Ci siamo rincontrati, Davide ed io, l’uomo che ho sposato e che mi ha fatto partorire due figlie. Ci siamo rincontrati -dicevo- in un modo particolare, qualcuno lo definirebbe “strano”. Per mia madre e mio padre, invece, per “un deliberato disegno del destino”. Uscivamo dal parcheggio del centro commerciale. Entrambi marcia indietro. Era la vigilia di Natale.
La mia auto era stracolma di pacchi, regali destinati ad essere messi sotto l’albero, scartati da qualcuno a me sconosciuto, e vivande che, qualcuno a me sconosciuto, avrebbe mangiato.

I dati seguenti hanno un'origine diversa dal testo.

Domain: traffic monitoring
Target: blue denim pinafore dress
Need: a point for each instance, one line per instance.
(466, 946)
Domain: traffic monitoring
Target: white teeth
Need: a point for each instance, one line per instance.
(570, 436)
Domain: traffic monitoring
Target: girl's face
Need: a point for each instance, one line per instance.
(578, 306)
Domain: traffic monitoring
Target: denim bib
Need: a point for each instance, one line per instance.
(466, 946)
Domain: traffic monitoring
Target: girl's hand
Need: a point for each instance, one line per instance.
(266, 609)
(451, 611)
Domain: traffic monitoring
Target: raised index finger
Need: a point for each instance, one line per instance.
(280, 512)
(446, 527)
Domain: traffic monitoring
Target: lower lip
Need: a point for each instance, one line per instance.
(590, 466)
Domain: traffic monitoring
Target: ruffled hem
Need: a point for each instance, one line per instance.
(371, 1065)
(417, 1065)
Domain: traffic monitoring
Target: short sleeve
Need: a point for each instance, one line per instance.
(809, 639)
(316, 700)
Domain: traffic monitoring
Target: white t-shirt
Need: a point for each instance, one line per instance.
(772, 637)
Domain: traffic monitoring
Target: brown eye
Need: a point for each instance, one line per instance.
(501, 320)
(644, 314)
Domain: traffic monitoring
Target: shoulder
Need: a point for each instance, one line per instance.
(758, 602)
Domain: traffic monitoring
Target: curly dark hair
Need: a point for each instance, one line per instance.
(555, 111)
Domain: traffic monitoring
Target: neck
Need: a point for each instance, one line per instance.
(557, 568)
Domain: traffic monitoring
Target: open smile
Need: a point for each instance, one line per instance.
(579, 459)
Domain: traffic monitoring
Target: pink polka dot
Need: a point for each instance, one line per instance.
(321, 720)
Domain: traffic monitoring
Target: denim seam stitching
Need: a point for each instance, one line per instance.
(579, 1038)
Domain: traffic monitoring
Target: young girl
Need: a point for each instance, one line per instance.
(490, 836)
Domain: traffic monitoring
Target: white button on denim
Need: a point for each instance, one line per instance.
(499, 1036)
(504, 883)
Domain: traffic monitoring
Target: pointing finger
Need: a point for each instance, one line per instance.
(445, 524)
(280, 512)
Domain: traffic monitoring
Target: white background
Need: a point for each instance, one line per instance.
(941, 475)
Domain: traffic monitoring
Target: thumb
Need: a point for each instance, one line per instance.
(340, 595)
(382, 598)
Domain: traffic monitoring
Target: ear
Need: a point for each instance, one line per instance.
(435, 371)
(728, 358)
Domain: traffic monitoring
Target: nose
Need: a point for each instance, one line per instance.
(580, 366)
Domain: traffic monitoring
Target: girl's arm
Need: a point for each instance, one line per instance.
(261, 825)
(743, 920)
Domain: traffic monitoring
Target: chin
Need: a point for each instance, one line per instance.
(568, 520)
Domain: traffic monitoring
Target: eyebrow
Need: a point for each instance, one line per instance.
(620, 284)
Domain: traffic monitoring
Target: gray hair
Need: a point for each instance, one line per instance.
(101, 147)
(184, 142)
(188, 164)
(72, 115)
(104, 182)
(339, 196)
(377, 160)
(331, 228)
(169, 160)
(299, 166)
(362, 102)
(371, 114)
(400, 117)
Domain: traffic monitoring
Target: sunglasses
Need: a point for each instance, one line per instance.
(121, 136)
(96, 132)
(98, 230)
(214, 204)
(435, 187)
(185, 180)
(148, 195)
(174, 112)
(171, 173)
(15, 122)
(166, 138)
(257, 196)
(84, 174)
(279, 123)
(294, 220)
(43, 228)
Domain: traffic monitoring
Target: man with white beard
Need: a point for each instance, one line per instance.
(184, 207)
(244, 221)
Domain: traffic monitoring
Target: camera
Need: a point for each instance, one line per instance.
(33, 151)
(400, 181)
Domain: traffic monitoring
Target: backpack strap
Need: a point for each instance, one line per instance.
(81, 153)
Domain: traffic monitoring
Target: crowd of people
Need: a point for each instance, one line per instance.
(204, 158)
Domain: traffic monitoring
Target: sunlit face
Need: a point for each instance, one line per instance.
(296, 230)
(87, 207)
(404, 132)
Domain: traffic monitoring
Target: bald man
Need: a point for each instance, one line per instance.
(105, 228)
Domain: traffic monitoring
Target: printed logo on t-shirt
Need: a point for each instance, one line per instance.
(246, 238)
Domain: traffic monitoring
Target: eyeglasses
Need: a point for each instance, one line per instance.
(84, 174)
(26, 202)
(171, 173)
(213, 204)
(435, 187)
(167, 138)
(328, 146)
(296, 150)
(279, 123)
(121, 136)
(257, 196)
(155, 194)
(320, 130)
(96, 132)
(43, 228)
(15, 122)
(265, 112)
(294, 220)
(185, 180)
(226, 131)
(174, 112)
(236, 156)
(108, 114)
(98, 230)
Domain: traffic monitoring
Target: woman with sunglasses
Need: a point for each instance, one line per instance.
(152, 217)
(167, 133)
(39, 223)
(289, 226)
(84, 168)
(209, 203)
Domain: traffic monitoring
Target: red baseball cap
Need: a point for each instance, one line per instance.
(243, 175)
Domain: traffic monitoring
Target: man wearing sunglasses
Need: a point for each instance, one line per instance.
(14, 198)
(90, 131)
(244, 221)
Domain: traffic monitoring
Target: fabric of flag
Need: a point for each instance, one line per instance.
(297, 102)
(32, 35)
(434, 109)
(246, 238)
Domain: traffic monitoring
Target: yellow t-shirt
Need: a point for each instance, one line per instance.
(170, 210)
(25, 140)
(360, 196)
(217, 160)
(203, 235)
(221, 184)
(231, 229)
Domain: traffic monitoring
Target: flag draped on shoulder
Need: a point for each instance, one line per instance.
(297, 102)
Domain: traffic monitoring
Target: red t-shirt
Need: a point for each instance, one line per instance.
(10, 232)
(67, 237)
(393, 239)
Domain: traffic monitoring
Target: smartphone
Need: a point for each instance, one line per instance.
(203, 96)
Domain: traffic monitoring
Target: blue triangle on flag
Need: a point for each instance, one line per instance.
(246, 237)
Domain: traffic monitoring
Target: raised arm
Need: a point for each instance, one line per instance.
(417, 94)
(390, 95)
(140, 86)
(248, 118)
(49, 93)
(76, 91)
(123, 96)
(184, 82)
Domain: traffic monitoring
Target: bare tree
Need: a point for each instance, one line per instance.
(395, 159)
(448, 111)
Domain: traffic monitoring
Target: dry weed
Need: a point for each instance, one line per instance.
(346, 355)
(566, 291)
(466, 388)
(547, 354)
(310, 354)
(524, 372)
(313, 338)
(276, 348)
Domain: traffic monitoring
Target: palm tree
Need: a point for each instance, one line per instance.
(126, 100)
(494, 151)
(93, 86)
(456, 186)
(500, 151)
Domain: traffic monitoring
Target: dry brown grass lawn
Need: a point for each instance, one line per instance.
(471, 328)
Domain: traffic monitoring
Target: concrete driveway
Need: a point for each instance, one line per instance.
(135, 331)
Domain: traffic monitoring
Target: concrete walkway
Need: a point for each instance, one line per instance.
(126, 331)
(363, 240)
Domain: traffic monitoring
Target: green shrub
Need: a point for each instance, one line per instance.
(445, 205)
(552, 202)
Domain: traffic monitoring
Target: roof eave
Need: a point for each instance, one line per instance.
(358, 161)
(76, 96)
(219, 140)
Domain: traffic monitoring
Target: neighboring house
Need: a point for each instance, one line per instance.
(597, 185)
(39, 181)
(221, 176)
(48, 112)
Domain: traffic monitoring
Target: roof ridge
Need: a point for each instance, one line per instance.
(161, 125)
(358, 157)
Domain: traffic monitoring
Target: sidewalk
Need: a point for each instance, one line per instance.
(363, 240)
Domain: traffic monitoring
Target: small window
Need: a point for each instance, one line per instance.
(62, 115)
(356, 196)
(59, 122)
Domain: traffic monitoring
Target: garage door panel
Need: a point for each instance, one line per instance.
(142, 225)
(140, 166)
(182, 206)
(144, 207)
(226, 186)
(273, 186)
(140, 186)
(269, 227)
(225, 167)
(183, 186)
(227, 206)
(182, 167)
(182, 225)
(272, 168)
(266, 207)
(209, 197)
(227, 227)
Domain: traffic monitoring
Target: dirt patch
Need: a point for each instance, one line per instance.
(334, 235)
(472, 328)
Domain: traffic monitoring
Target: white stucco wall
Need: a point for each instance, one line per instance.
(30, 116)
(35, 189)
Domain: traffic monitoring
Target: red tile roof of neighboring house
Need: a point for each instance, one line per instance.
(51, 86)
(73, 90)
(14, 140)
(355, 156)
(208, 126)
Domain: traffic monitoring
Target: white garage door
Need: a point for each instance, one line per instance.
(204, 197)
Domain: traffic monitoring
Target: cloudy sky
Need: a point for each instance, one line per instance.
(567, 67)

Avrei addobbato l’albero, avrei messo i regali intorno allo stesso, avrei cucinato, come faceva mia madre quando ancora vivevo coi miei, e poi sarei uscita per portare regali e vivande alla mensa dei poveri.
Mi chiamo Daniela, ho trent’anni.
Conosco Davide da quando eravamo bambini. Siamo nati a distanza di tre mesi l’uno dall’altro. Lui è più giovane di me di tre mesi. Siamo stati coinquilini fino a vent’anni. Un pianerottolo separava le nostre vite, ma solo per qualche ora al giorno, quelle del sonno notturno. Un pianerottolo… Per il resto, ho sempre pensato, fossimo uguali. O almeno simili. Stessi giochi. Stesso carattere, apparentemente remissivo. Stessa scuola, lo scientifico. Stesso sport, il tennis. Stessa musica. Stesso modo di vestire da adolescenti.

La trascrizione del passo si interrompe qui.